# Country Club After School



## Shay1885 (May 13, 2018)

I have two terms left of Culinary school before I begin my externship, and after a lot of thought I have decided I would like to do my externship in either a country club or in a resort, because I love banquet style dining and the diversity of that avenue. My main problem is that I do not know what country club or resort I would like to work in. I have been doing a lot of research and have been looking into different country clubs in NY. Does anyone have any advice on where would be a good place to work?


----------



## sgsvirgil (Mar 1, 2017)

Hi Shay1885 and welcome to CT! 

Country clubs and resorts in New York tend to be a seasonal industry that runs from around April to as late as October or until the snow flies, whichever comes first. You would be on your own for the off season to find suitable work.
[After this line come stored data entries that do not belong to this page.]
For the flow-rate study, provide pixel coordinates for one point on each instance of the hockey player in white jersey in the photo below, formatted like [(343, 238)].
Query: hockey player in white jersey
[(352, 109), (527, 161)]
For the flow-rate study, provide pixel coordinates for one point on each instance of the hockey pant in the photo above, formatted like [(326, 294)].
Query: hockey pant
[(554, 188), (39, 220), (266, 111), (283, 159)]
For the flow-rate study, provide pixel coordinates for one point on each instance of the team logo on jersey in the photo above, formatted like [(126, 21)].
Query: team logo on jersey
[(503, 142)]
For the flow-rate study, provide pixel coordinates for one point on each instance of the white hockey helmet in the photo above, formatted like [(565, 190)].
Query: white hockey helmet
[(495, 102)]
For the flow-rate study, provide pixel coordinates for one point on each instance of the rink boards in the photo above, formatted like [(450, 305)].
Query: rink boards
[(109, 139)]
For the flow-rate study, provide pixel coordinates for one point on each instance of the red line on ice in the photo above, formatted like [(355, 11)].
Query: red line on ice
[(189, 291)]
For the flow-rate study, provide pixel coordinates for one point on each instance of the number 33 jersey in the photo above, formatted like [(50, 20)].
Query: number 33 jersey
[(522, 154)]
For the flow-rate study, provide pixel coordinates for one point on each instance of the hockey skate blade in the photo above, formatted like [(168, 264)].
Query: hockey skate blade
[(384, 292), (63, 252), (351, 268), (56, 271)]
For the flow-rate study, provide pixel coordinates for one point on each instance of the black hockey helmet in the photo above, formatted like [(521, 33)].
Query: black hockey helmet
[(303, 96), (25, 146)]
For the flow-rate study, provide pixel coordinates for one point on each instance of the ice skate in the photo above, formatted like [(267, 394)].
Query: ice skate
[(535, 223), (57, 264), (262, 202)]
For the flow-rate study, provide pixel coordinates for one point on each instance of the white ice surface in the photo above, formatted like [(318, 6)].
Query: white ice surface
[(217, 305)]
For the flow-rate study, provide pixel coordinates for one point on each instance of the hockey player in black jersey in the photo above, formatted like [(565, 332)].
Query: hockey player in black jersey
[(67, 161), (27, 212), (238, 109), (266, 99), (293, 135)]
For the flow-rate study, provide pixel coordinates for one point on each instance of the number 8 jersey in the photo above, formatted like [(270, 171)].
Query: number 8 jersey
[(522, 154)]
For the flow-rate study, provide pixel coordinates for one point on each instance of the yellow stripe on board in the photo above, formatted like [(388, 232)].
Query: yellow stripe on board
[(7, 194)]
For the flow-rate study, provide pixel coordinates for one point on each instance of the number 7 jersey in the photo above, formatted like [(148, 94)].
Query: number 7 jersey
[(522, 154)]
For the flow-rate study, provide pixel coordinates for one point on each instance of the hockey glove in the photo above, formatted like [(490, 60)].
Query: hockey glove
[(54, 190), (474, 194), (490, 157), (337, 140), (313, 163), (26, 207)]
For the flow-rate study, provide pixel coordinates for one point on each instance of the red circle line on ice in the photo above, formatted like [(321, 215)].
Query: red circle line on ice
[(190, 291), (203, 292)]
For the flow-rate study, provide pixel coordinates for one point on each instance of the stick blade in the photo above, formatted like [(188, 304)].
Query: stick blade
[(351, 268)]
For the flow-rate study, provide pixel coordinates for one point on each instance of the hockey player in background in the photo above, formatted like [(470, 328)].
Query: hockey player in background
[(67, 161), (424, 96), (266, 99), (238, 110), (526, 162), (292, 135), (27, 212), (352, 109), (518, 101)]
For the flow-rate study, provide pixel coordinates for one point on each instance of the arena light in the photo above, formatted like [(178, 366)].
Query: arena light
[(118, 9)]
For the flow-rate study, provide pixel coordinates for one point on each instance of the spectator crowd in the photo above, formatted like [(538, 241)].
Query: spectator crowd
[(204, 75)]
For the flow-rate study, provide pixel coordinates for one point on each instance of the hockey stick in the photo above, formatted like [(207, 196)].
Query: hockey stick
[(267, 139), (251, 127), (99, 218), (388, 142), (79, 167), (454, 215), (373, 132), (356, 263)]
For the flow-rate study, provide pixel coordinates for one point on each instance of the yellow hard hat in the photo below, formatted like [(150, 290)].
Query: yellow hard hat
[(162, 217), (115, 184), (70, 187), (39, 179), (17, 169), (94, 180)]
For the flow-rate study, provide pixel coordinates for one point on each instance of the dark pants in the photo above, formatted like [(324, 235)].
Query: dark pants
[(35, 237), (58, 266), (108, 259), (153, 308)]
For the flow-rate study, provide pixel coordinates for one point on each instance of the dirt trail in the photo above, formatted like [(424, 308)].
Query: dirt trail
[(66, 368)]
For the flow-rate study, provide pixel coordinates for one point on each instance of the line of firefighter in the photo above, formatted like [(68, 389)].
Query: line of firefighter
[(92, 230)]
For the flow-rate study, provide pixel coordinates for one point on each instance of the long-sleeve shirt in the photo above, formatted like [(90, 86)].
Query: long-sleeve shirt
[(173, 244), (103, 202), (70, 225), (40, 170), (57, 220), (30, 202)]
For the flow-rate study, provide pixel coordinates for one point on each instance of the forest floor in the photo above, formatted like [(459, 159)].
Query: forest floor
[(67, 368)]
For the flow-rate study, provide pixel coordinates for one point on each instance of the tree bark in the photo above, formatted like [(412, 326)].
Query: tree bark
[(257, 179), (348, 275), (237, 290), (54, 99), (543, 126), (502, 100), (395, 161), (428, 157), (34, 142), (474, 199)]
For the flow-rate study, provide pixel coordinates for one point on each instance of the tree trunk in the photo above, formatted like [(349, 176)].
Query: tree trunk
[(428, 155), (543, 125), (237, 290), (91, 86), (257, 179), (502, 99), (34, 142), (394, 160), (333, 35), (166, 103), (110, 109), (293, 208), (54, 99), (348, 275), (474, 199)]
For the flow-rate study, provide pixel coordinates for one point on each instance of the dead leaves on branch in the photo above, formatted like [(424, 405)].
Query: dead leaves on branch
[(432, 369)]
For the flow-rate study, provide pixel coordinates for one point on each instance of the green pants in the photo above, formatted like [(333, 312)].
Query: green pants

If you are intent on doing your externship in a resort or country club, I would recommend looking in a region where these places are open year round. You may also want to look into any available opportunities aboard cruise lines if high volume food service is your goal. 

Good luck.


----------



## Shay1885 (May 13, 2018)

Thank you very much for the advice. Right Now I am looking at Westchester Country Club in Rye NY. I haven't really looked too much into cruise lines, but that was what originally got me into thinking of joining the industry.


----------



## thesoupbuddhist (Apr 16, 2016)

Go somewhere exotic and aim high. Four Seasons have resorts in great places and will look great on your resume and you get to see the world. You have the rest of your life to work in NY. Best of luck !!!


----------